Add streaming support and refactor Chat UI

- Add run_stream method to AgentCore for streaming output - Add base_url parameter to LLM clients for OpenRouter support - Add xbot module for new agent implementation - Refactor Chat.vue into composable + components (ChatHeader, ChatMessage, ChatInput, ChatSidebar, ChatAgentSelector) - Add ChatStream handler for SSE streaming in Go server - Add UseXBot field to chat request Co-Authored-By: Claude Opus 4.6 <noreply@anthropic.com>
2026-03-12 10:49:44 +08:00
parent 8062144001
commit 5c435ab21e
31 changed files with 2762 additions and 760 deletions
--- a/agent/app/xbot/memory.py
+++ b/agent/app/xbot/memory.py
@@ -0,0 +1,240 @@
+"""Memory system for persistent agent memory."""
+
+import json
+import asyncio
+import weakref
+from pathlib import Path
+from typing import Any, Callable, Optional
+
+try:
+    import tiktoken
+    HAS_TIKTOKEN = True
+except ImportError:
+    HAS_TIKTOKEN = False
+
+
+_SAVE_MEMORY_TOOL = [
+    {
+        "type": "function",
+        "function": {
+            "name": "save_memory",
+            "description": "Save the memory consolidation result to persistent storage.",
+            "parameters": {
+                "type": "object",
+                "properties": {
+                    "history_entry": {
+                        "type": "string",
+                        "description": "A paragraph summarizing key events/decisions/topics.",
+                    },
+                    "memory_update": {
+                        "type": "string",
+                        "description": "Full updated long-term memory as markdown. Include all existing facts plus new ones.",
+                    },
+                },
+                "required": ["history_entry", "memory_update"],
+            },
+        },
+    }
+]
+
+
+class MemoryStore:
+    """Two-layer memory: MEMORY.md (long-term facts) + HISTORY.md (grep-searchable log)."""
+
+    def __init__(self, workspace: Path):
+        self.memory_dir = workspace / "memory"

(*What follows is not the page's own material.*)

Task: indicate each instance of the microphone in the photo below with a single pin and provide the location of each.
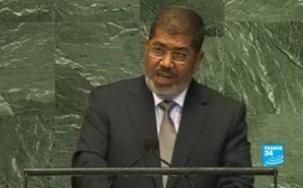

+        self.memory_dir.mkdir(parents=True, exist_ok=True)
+        self.memory_file = self.memory_dir / "MEMORY.md"
+        self.history_file = self.memory_dir / "HISTORY.md"
+
+    def read_long_term(self) -> str:
+        if self.memory_file.exists():
+            return self.memory_file.read_text(encoding="utf-8")
+        return ""
+
+    def write_long_term(self, content: str) -> None:
+        self.memory_file.write_text(content, encoding="utf-8")
+
+    def append_history(self, entry: str) -> None:
+        with open(self.history_file, "a", encoding="utf-8") as f:
+            f.write(entry.rstrip() + "\n\n")
+
+    def get_memory_context(self) -> str:
+        long_term = self.read_long_term()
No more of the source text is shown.